Authenticator does not support any challenages


#1

I was following the steps here to setup certbot on my ubuntu 16.04

up to the command

sudo certbot --nginx

then I get to choose the domain that I would like to active https for and after selecting…I get the error below.

What does this error actually means though?

Client with the currently selected authenticator does not support any combination of challenges that will satisfy the CA.

Does anyone has idea? Thanks a lot


#2

I just had the same issue … was working fine earlier … LE server issue perhaps?


#3

This is likely due to an incident in progress with Let’s Encrypt: http://letsencrypt.status.io/

Once it has been closed, Certbot should continue to work properly.

You could try to specify the http-01 or dns-01 challenges in the meantime: https://certbot.eff.org/docs/using.html#getting-certificates-and-choosing-plugins


#4

I tried the sudo certbot --preferred-challenges http and sudo certbot --preferred-challenges dns both gives me the None of the preferred challenges are supported by the selected plugin


#5

I just wrote some advice about working around this with Certbot here which people should hopefully find helpful.


#6

guess I have tried the first two options too many times now I am having errors for too many requests


#7

That particular restriction times out after one hour and then you can try again. You might want to try one of the other challenge types as @bmw described.


#8

@schoen
yup, I tried the manual and webhook a few times. I am thinking if I am setting the directory wrong for webroot. But I forgot how I tried it already, I will give it another try after few hours.

I am currently using nginx, nodejs with pm2. So the directory is going to where my app.js is? app.js is where I use pm2 to start my service


#9

It will write wherever you tell it the webroot is—but in order for it to work, the web server needs to be able to serve static files from within that directory (or at least for the .well-known/acme-challenge subdirectory).


#10

I tried with option of @bmw for apache with this certbot --authenticator webroot --webroot-path /etc/letsencrypt renew
but with this it if giving issue of .well-known/acme-challenge not found.


#11

Afaik you must specify you web root of your domain, eg:

/var/www/html/yourdomain.com

Because, it will generate .well-known/acme-challenge file.


#12

I followed that advice but still ran into an unrelated issue. The cert required will have 4 SAN’s. The cert it is replacing currently contains sec.example.org and www.example.org. All are served from the same webroot directory as there are 5 subdomains pointing to the same content (example.org, www.example.org, sec.example.org, example.chat and www.example.chat) however I am getting an error…

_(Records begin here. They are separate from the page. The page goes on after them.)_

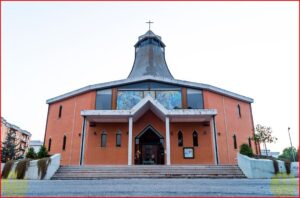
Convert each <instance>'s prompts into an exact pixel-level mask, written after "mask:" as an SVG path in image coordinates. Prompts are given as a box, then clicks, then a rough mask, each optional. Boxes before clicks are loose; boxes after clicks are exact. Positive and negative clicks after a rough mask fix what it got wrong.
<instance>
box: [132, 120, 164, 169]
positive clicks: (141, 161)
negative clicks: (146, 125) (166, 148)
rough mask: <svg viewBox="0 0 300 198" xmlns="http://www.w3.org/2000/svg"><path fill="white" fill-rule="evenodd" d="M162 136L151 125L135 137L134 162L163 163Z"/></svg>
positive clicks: (142, 164)
mask: <svg viewBox="0 0 300 198" xmlns="http://www.w3.org/2000/svg"><path fill="white" fill-rule="evenodd" d="M163 140H164V138H163V136H161V135H160V133H159V132H157V131H156V130H155V129H154V128H153V127H152V126H151V125H149V126H148V127H146V128H145V129H144V130H143V131H142V132H141V133H140V134H139V135H138V136H136V138H135V164H142V165H155V164H164V145H163V142H164V141H163Z"/></svg>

Using the webroot path /var/www/secure.example.org for all unmatched domains.
Waiting for verification…
Cleaning up challenges
Failed authorization procedure. www.example.chat (http-01): urn:acme:error:unauthorized :: The client lacks sufficient authorization :: Invalid response from http://www.example.chat/.well-known/acme-challenge/c7fDGGS943ffJ7rhEE3doJridm7fidKH7HSBdr5YThN: "

404 Not Found

404 Not Found


"

IMPORTANT NOTES:

The example.chat URL is presently serving the correct content and is presenting the existing sec.example.org cert with the usual error in the browser … any suggestions?


#13

posts from

Also, the github post provided from @bmw has the same command too

the command

certbot --authenticator standalone --installer nginx -d example.com --pre-hook “service nginx stop” --post-hook “service nginx start”

worked for me.

Thanks a lot


#14

This topic was automatically closed 30 days after the last reply. New replies are no longer allowed.